The enhancement of g_Na(v)1.9 under pathological conditions has been shown to lead to activation of nociceptive neurons (Baker, 2005; Amaya et al., 2006; Binshtok et al., 2008; Maingret et al., 2008; Gudes et al., 2015). We examined the ability of gKv7/MTerminal to prevent spontaneous activity when g_Na(v)1.9 was enhanced. We show that when gKv7/MTerminal is intact the simulated neuron remains silent even when g_Na(v)1.9 is increased up to 145% (Figure 8). I_M was also able to prevent stimulus-induced hyper-responsiveness when g_Na(v)1.9 was increased up to 125% (Supplementary Figure 4). On the other hand, when gKv7/MTerminal was decreased, even a slight increase in g_Na(v)1.9 resulted in spontaneous firing, such that when gKv7/MTerminal was reduced by half, about 10% increase in g_Na(v)1.9 produced activation of modeled nociceptive neuron (Figure 8). As stated before, in these conditions, stimulus-evoked hyper-responsiveness was present even when g_Na(v)1.9 was intact (see Figure 6A, Supplementary Figure 4).

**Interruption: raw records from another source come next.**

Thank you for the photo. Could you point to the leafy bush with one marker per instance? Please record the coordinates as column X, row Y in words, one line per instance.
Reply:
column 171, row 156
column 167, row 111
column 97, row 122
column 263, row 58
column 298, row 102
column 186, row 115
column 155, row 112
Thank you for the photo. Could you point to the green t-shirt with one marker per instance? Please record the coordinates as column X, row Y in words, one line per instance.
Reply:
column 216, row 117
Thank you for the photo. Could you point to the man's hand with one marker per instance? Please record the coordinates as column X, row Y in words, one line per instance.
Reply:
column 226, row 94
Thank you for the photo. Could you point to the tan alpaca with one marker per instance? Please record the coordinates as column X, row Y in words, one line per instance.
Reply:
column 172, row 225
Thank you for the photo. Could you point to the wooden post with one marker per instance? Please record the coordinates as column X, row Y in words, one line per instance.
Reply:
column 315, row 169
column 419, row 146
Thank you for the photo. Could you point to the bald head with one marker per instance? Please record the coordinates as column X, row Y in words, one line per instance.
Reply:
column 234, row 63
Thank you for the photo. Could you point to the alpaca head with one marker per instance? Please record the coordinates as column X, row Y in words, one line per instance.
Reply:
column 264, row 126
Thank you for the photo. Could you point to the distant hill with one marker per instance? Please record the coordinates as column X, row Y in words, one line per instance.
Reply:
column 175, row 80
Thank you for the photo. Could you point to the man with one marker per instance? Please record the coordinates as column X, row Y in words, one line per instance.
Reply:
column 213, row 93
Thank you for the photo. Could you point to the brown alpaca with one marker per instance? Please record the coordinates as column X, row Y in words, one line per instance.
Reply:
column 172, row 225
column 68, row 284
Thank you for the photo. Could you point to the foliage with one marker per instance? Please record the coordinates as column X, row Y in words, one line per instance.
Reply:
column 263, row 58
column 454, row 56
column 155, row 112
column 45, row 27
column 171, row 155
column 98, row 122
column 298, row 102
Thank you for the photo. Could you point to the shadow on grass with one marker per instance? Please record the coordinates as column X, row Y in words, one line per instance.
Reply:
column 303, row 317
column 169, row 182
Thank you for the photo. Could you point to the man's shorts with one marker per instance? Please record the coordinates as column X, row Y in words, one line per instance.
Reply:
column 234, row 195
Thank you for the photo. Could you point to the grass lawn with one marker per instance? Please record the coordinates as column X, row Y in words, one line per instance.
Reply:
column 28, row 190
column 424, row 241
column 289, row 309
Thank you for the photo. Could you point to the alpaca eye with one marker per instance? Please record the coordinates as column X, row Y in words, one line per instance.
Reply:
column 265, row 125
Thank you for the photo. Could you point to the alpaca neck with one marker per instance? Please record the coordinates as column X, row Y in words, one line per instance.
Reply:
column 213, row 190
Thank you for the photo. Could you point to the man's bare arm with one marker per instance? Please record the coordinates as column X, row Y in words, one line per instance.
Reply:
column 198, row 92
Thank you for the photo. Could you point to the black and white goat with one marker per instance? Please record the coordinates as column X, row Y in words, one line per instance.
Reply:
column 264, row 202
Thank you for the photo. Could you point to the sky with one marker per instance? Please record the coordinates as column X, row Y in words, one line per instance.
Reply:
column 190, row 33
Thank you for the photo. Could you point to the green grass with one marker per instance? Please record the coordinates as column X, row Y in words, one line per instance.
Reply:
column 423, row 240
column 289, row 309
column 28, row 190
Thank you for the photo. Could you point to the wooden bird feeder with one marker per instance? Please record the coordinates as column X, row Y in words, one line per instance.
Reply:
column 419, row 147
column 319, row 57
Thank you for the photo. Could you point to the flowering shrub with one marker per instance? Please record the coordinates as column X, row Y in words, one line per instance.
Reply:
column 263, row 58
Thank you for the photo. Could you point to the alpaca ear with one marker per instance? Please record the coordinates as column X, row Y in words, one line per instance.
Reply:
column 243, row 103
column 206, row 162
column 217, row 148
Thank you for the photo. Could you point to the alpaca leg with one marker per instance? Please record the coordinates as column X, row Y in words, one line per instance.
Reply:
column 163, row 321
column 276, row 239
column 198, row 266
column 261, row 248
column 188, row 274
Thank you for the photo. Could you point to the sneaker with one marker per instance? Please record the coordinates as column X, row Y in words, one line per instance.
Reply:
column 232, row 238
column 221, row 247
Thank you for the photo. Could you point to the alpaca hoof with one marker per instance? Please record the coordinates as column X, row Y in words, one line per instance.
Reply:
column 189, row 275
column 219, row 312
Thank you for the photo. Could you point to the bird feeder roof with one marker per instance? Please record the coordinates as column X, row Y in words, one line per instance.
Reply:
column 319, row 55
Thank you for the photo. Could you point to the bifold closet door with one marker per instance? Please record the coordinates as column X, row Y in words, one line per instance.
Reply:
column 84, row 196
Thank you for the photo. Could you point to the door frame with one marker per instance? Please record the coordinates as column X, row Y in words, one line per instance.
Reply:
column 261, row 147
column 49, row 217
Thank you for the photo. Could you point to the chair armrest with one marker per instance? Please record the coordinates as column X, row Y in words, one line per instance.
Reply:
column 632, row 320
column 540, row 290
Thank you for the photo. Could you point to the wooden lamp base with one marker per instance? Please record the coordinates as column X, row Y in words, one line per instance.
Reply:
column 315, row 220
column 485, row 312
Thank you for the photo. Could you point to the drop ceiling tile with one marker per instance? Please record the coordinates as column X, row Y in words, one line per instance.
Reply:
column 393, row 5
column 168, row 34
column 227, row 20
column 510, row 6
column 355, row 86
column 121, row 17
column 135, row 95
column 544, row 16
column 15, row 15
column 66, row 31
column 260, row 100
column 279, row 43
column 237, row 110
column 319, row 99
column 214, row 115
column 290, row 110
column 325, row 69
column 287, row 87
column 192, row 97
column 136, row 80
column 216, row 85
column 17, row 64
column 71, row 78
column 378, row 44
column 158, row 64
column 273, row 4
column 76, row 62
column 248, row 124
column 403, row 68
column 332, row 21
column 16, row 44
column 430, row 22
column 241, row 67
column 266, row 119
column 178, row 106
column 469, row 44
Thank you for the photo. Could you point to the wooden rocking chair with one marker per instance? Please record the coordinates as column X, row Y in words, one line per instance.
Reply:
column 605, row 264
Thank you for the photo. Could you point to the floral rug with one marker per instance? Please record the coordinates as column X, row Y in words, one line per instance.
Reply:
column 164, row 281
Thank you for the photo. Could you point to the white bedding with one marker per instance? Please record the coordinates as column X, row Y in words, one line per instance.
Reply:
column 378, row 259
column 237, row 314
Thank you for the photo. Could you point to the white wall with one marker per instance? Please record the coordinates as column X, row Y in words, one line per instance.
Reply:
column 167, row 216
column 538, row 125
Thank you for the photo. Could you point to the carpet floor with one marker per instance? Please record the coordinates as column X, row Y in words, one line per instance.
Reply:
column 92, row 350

Altogether these data suggest that when terminal I_M is intact no spontaneous activity will occur even during substantial perturbation in depolarizing conductances in subthreshold range. It also implies that in pathological conditions spontaneous activation of nociceptive neurons could be more easily achieved by the cooperative effect of decrease in g_Kv7 and increase in g_Na(v)1.9.

The authors declare that the research was conducted in the absence of any commercial or financial relationships that could be construed as a potential conflict of interest. The handling Editor declared a shared affiliation, though no other collaboration, with the authors and states that the process nevertheless met the standards of a fair and objective review.